Surgical treatment of atlantoaxial instability has evolved to include various posterior wiring techniques including Brooks, Gallie, and Sonntag fusions in which success rates range from 60 to 100%. The Magerl–Seemans technique in which C1–2 transarticular screws are placed results in fusion rates between 87 and 100%. This procedure is technically demanding and requires precise knowledge of the course of the vertebral arteries (VAs). The authors introduce a new C1–2 fixation procedure in which C-1 lateral mass and C-2 pedicle screws are placed that may have advantages over C1–2 transarticular screw constructs.

Methods

A standard posterior C1–2 exposure is obtained. Polyaxial C-2 pedicle screws and C-1 lateral mass screws are placed bilaterally. Rods are connected to the screws and secured using locking nuts. A cross-link is then placed. Fusion can be performed at the atlantoaxial joint by elevating the C-2 nerve root.
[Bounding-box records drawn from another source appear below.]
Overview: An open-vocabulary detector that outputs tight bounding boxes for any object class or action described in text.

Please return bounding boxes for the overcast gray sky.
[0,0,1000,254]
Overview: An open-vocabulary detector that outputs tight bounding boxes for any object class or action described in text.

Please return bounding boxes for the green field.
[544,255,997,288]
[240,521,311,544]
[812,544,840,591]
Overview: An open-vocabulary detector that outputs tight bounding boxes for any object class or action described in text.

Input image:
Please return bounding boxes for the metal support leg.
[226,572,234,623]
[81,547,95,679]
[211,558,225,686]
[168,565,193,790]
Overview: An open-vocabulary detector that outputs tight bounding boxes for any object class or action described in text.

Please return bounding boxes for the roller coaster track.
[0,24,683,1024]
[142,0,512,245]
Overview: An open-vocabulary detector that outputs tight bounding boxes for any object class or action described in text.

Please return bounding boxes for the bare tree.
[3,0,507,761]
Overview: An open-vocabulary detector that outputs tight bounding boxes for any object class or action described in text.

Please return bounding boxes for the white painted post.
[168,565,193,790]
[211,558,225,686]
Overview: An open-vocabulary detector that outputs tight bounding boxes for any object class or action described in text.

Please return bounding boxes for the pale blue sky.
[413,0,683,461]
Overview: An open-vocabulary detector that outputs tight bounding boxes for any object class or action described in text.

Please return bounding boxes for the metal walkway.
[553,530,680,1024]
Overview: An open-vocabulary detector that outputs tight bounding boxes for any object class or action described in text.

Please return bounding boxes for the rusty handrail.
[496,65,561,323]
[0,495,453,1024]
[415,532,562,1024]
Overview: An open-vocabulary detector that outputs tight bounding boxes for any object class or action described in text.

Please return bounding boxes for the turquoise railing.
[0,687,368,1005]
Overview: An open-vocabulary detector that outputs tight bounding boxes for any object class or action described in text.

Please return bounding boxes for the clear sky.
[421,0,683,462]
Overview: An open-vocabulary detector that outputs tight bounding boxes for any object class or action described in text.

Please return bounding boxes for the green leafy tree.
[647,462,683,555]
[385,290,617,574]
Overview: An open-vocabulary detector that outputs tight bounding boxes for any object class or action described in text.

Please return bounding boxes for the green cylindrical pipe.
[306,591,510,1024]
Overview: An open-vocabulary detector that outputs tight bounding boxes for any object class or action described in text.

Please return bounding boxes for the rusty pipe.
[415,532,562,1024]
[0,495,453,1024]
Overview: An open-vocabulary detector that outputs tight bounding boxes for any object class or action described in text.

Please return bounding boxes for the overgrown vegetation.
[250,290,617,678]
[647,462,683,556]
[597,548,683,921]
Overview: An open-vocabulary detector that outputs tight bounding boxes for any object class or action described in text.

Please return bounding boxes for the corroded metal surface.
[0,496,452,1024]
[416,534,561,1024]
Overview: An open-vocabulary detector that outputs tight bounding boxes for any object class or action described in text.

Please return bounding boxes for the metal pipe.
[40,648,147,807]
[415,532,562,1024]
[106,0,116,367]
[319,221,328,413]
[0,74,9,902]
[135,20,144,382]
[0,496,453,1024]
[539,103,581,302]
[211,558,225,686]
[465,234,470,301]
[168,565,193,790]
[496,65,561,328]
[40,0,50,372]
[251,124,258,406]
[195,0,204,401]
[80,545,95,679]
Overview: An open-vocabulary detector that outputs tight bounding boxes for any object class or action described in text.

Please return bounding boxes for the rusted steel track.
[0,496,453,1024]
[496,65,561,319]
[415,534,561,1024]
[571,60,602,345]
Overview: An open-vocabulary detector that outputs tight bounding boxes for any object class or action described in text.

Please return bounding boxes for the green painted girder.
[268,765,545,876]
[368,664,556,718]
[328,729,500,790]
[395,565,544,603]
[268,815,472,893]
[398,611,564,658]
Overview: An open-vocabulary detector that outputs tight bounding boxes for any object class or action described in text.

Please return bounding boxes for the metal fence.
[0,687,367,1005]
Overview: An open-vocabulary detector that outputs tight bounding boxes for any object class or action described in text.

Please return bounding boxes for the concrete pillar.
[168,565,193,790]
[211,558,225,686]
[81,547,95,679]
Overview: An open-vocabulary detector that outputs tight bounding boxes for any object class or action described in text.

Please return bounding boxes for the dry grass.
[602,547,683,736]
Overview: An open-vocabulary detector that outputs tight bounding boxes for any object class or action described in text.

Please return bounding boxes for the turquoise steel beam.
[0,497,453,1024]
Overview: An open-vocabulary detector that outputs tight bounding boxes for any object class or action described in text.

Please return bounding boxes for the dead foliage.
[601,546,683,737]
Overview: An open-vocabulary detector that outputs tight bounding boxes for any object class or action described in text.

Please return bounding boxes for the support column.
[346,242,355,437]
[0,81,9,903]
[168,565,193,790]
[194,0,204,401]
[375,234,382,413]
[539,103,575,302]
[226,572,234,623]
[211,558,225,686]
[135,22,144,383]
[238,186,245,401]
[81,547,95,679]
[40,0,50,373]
The technique for this procedure has been used in four cases of atlantoaxial instability at the author's institution. There have been no C-2 nerve root– or VA-related injuries. No cases of construct failure have been observed in the short-term follow up period.

Conclusions

Atlantoaxial lateral mass and axial pedicle screw fixation offers an alternative means of achieving atlantoaxial fusion. The technique is less demanding than that required for transarticular screw placement and may avoid the potential complication of VA injury. The cross-linked construct is theoretically stable in flexion, extension, and rotation. Laminectomy or fracture of the posterior elements does not preclude use of this fixation procedure.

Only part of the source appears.